Aëratie, vochtgehalte en waterdoorlatendheid

Voor een goede doorluchting van de bodem moet het volume aan poriën met een diameter groter dan 30 micrometer minstens 10% van de grond bedragen.

Het volume macroporiën, groter dan 200 micrometer, kan onder invloed van organische stof worden vergroot. Wortels hebben deze poriën nodig om te kunnen doordringen in de bodem. De doorluchting van de bodem speelt op de meeste dijken geen sturende rol in de vegetatie.  Maar op permanent vochtige locaties (kwel en ophoping regen) en op kades, met name in veenweidegebieden met hoge grondwaterspiegels, kan de doorluchting wel het vegetatiebeeld gaan bepalen. Veel planten van regelmatig vochtige standplaatsen hebben namelijk de mogelijkheid hun wortels intern van zuurstof te voorzien [Locher&Bakker, 1991].

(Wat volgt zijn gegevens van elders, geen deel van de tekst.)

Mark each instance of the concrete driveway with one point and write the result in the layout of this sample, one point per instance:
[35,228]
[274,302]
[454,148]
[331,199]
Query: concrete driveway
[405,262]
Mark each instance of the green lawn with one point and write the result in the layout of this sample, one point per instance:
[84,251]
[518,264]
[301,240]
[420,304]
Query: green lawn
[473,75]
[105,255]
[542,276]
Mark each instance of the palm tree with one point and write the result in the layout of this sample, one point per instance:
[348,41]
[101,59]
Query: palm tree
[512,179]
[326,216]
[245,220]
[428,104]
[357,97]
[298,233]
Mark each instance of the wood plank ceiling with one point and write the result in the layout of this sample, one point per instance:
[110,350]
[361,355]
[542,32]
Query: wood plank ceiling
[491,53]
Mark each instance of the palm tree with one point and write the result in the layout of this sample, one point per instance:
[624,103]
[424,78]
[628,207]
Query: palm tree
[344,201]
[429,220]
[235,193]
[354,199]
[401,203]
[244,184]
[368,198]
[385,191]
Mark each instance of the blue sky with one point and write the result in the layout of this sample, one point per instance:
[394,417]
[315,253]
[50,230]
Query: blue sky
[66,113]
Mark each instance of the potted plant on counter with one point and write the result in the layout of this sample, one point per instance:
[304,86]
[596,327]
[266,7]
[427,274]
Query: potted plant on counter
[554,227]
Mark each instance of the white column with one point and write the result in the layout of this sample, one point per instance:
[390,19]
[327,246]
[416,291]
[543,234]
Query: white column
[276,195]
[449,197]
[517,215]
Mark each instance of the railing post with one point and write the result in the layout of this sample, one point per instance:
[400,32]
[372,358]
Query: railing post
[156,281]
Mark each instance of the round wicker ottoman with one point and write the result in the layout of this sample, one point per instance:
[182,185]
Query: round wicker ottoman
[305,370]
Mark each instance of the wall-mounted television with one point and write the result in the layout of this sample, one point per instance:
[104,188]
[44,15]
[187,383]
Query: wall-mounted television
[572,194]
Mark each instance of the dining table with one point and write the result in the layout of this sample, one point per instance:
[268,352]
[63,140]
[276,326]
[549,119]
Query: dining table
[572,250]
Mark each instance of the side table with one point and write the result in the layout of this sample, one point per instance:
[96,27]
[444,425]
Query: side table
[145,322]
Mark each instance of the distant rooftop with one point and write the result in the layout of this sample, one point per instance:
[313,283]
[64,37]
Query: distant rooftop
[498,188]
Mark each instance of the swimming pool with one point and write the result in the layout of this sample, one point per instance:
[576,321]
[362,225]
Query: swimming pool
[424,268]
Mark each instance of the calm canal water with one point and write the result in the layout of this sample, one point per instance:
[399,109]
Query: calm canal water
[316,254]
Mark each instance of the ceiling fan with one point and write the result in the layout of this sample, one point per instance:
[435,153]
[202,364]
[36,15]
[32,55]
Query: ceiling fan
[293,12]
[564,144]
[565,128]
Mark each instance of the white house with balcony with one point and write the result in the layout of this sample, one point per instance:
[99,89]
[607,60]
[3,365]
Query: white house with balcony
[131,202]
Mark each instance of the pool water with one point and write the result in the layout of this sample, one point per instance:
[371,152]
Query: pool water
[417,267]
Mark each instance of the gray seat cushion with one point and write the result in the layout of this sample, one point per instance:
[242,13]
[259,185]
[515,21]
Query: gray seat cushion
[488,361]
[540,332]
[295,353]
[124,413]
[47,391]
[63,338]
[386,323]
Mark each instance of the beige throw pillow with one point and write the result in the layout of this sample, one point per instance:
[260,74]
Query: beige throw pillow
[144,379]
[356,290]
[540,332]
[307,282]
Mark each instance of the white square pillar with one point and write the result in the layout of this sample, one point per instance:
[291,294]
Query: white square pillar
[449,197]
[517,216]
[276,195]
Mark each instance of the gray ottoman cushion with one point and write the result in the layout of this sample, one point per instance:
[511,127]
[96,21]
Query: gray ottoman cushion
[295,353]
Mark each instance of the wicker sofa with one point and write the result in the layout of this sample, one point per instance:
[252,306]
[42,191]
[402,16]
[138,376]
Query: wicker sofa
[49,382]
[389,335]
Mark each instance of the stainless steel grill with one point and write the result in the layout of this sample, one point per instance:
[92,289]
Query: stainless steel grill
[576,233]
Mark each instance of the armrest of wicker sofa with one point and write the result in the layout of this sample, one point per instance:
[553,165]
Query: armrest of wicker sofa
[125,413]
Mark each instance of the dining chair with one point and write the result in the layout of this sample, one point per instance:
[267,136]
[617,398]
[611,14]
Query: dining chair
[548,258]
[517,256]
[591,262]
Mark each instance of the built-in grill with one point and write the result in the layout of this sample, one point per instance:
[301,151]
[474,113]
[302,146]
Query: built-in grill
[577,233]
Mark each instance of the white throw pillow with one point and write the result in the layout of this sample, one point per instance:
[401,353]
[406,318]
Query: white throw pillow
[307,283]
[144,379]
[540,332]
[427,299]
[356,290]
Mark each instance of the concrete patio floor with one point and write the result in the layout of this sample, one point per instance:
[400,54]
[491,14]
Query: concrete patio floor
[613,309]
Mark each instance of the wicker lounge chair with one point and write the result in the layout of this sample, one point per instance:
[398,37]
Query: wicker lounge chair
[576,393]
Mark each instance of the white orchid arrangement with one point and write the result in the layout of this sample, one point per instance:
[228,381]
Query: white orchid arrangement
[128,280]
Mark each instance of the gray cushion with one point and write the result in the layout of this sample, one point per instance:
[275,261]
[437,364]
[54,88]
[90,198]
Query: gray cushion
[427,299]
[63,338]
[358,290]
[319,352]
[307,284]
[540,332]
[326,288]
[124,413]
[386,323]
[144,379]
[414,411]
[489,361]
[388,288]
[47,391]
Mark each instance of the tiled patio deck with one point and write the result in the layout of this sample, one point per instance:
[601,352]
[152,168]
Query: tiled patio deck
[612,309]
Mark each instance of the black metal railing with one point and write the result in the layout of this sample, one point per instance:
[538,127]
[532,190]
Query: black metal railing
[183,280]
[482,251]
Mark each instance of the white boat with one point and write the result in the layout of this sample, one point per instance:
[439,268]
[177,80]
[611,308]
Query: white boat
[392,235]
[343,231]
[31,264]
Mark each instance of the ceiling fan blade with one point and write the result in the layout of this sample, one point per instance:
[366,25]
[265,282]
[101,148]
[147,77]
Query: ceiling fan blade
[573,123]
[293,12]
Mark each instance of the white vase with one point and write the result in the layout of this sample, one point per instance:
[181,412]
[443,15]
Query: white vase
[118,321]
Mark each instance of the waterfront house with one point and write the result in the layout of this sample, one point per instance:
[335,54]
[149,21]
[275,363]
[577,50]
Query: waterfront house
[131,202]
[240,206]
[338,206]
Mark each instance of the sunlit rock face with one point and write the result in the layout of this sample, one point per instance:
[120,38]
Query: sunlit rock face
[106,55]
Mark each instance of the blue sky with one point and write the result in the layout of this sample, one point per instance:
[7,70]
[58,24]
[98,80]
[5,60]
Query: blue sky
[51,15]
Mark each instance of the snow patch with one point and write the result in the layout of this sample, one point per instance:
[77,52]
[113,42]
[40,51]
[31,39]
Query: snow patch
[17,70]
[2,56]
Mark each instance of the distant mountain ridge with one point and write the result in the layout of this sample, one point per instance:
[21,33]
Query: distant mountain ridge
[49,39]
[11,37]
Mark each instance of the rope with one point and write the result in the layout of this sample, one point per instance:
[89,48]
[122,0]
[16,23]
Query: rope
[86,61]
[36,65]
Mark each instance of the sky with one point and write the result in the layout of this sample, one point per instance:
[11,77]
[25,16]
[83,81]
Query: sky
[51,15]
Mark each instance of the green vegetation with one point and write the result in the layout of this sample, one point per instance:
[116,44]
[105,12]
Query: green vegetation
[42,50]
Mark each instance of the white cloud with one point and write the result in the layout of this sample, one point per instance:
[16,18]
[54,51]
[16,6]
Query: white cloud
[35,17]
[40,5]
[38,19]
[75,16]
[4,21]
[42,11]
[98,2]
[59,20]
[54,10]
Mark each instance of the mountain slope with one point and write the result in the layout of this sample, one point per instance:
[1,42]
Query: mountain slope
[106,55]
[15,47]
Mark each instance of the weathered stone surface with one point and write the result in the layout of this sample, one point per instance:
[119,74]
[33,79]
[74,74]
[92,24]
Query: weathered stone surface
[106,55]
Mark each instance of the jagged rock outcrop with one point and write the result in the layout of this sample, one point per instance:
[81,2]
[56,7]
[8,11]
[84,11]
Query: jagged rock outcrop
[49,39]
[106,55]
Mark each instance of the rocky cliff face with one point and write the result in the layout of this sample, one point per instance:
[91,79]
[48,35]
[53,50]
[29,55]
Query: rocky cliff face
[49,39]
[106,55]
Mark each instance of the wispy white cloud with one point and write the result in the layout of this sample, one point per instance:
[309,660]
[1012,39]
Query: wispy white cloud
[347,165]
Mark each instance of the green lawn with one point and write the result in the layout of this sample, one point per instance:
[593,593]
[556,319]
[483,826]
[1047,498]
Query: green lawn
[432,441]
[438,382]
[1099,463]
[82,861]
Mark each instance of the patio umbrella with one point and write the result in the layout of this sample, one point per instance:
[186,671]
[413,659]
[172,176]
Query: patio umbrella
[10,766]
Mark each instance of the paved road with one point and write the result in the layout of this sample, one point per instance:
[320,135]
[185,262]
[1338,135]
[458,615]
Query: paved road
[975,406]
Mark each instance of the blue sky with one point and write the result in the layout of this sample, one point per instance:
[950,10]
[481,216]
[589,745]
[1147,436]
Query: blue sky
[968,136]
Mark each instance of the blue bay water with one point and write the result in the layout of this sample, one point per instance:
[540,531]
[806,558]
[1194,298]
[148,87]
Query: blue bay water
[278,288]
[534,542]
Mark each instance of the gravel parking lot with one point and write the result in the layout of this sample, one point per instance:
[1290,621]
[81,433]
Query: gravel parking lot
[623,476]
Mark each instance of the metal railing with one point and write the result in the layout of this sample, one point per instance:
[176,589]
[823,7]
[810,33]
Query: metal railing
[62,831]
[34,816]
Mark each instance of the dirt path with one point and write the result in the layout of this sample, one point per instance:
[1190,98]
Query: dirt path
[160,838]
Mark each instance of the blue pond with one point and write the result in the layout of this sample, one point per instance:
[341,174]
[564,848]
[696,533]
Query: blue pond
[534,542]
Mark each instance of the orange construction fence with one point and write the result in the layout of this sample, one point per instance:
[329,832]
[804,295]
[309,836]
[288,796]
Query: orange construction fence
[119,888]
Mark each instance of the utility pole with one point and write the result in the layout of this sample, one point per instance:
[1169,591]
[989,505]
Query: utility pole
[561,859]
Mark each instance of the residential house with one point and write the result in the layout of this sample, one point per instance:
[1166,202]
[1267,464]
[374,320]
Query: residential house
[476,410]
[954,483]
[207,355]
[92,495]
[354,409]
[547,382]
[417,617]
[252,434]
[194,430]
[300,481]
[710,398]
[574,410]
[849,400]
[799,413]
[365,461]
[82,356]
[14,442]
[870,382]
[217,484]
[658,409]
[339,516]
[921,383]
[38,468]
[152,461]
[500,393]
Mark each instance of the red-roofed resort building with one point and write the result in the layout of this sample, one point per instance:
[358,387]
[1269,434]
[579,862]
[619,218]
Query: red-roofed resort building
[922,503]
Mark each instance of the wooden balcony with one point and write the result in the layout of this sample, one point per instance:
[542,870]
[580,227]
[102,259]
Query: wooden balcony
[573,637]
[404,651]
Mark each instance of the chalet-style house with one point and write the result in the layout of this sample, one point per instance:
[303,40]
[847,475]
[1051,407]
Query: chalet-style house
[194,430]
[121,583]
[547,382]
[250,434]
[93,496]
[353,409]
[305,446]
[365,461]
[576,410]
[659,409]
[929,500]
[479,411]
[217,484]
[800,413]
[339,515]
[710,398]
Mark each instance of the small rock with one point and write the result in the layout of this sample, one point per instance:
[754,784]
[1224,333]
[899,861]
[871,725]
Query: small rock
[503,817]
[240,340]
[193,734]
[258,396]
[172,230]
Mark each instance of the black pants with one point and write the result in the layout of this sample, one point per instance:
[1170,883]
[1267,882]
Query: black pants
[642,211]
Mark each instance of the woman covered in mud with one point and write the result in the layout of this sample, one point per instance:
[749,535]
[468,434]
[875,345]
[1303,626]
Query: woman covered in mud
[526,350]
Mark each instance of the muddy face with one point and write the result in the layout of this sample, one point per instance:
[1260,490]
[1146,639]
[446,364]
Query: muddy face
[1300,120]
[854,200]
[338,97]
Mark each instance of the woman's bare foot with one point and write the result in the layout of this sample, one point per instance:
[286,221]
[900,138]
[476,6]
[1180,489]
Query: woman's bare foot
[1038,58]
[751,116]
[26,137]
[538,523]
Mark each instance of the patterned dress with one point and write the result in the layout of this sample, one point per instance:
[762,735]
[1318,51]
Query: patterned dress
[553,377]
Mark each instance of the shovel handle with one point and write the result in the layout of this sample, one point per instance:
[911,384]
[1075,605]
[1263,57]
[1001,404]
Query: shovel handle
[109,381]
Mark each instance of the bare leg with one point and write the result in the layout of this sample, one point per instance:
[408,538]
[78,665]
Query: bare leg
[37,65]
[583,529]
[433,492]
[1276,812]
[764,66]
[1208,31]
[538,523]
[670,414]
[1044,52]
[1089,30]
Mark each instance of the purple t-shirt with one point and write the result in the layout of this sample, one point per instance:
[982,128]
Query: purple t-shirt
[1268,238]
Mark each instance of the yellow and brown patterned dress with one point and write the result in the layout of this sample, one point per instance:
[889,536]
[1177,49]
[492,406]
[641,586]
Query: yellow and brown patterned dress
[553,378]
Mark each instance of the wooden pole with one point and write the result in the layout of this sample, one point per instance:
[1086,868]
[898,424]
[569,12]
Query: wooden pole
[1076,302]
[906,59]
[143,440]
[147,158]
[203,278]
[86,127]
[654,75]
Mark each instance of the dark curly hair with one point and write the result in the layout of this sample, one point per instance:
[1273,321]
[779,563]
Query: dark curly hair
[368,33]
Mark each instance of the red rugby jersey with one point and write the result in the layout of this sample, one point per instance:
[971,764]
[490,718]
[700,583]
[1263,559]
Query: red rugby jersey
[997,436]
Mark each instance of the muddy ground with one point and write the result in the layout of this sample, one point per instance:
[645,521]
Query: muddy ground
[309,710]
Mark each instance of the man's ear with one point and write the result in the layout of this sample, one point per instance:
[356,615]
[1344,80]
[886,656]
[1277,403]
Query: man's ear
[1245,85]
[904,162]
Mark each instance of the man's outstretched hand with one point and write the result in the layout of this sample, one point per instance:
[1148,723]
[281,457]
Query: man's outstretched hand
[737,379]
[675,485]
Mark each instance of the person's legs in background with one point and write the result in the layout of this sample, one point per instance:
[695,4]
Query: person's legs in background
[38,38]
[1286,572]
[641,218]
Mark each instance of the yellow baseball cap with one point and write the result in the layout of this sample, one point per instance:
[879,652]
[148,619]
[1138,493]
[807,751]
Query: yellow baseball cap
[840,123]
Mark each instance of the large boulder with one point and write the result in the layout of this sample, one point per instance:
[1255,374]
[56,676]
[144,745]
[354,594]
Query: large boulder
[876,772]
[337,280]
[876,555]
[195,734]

Het draineren van de grond kan dan een vereiste maatregel zijn om de stabiliteit te verhogen en standplaatsomstandigheden te verbeteren. Afwatering speelt ook een rol voor een goede zode. Leg het grondlichaam daarom zodanig onder profiel dat ook na zetting en klink de afwatering van de dijk af richting teensloot in stand blijft.

Aëratie, vochtgehalte, waterdoorlatendheid bij aanleg:

De bodem moet goed gedraineerd zijn en onder afschot liggen, geen kans op langdurig vochtige plekken.